The Minister of Finance, Budget and National Planning, Zainab Ahmed who made the disclosure on Monday blamed crashing oil prices for the reduction in revenue.
Ahmed during an interview with Nigerian Television Authority (NTA), Good Morning Nigeria breakfast show said currently the government is dealing with a situation of low revenue and high expenditure.
She added that the global COVID-19 pandemic also affected government revenue and has forced the federal government to borrow more than was initially planned.
The Minister noted that as a way out, there are plans by her Ministry to stimulate revenue growth at a pace higher than government expenditure.
In her words; "These are very difficult challenging times because revenues are low and the demand for expenditures are very high understandably because we have to keep intervening to make sure the pandemic is contained as well as the economic impact it has caused.

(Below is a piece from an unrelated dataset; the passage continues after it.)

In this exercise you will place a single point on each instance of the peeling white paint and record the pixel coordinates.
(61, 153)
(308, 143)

"In our case in Nigeria, the crash of the crude oil prices really hit us very hard in terms of revenue. We have very low revenues, we have very high expenditures. What we have done so far is just to provide some stability to make sure salaries are paid, pensions are received every month; that we send funds to the judiciary and the legislature; that we meet our debt service obligations.
"That's what we are doing. It also means we have had to borrow more than we have planned before the COVID-19 started because we need to still continue to invest in infrastructure using our national budget. We borrowed to invest in key projects such as roads, rail, airports, seaports and several other investments that are required in health and in education and upgrading the social standards and quality of life of our people and Nigeria is not unique as several countries of the world went into recession.

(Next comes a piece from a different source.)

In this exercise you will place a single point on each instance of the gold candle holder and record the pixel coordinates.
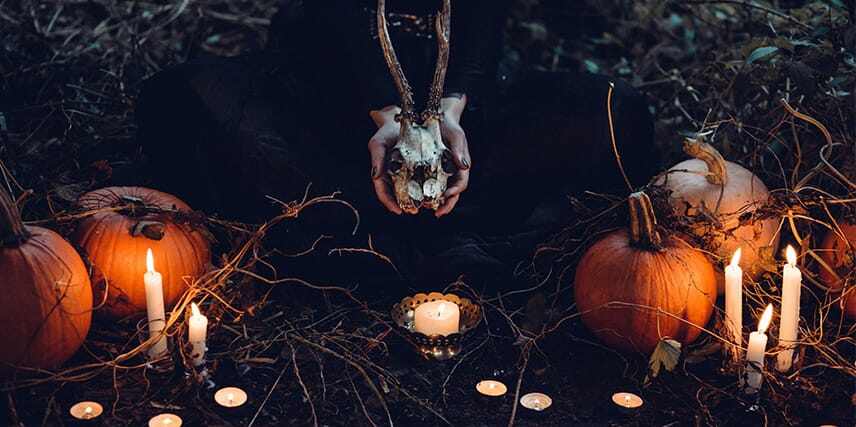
(436, 347)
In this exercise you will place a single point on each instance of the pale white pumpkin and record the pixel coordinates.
(720, 192)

"Almost every other country has had to borrow more than it planned. It means we expanded our deficit very fast in 2020. 2021 is a year that we see as the year of recovery."

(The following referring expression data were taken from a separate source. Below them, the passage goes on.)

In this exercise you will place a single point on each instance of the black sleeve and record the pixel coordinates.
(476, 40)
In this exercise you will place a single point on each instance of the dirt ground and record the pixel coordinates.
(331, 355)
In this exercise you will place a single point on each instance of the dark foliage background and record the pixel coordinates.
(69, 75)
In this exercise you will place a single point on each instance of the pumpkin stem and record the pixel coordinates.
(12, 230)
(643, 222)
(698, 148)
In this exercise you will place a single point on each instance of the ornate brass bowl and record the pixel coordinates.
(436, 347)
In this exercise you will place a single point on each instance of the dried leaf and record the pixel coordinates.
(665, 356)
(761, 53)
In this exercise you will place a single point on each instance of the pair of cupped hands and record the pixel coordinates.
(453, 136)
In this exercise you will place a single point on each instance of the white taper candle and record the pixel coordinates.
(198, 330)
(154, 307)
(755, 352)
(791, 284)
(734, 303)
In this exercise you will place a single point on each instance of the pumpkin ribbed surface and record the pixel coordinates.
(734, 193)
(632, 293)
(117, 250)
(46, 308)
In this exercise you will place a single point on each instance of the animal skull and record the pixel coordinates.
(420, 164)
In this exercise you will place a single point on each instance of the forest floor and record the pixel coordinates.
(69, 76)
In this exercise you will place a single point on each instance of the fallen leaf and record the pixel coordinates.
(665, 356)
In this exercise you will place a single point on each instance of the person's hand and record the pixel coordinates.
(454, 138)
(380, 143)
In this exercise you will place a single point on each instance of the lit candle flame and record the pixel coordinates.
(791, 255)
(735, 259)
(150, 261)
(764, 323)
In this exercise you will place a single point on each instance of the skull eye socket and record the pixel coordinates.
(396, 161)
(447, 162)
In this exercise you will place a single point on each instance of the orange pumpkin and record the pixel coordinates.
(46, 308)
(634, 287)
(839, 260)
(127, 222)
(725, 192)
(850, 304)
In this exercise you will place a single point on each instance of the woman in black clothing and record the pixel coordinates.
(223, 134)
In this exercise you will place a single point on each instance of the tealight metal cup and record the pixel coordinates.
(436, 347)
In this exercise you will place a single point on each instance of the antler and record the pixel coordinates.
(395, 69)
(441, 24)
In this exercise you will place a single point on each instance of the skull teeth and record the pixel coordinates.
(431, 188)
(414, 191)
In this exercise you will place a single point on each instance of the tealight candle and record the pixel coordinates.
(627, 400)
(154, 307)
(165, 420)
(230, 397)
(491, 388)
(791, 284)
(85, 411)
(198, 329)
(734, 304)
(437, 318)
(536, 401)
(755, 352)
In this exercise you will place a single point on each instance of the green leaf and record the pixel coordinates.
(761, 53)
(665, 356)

"It is a very difficult time. I can explain to you how difficult it is, not just for the Federal Government but also for the states. We see increasing reductions in our FAAC revenues; FAAC revenues are the revenues that we put together every month, that are collected from both oil and non-oil sectors from the collection of the NNPC (Nigerian National Petroleum Corporation) the FIRS (the Federal Inland Revenue Service) and all other revenues collection agencies.
" So, FAAC reduces and whenever FAAC reduces, it is a very difficult situation and in the past one year, we have tried to fall back on some specific accounts that are meant to be saved; savings that when you have such a situation, you fall back on the resources and augment.
It will be recalled that Naija News previously reported that as a result of the shortfall in FAAC for March, the Minister disclosed that the state governors wanted the federal government to borrow from the CBN but the idea was rejected and the Governors were told to manage what they got and seek ways of increasing internally generated revenue.
Meanwhile, Edo State Governor, Godwin Obaseki has warned that it is dangerous for states and the federal government to continue relying on oil revenue.
Obaseki who made the position known on Monday while addressing journalists added that the time to diversify the economy is now as revenue from oil is no longer sustainable.
The Governor went down history lane to recall that before oil was discovered in Nigeria, the regional governments all had other ways of making money but after oil was discovered, all the other revenue sources were abandoned.
He, therefore, urged that the time to revisit other resources and turn them into revenue-making streams so as to increase non-oil revenue is now.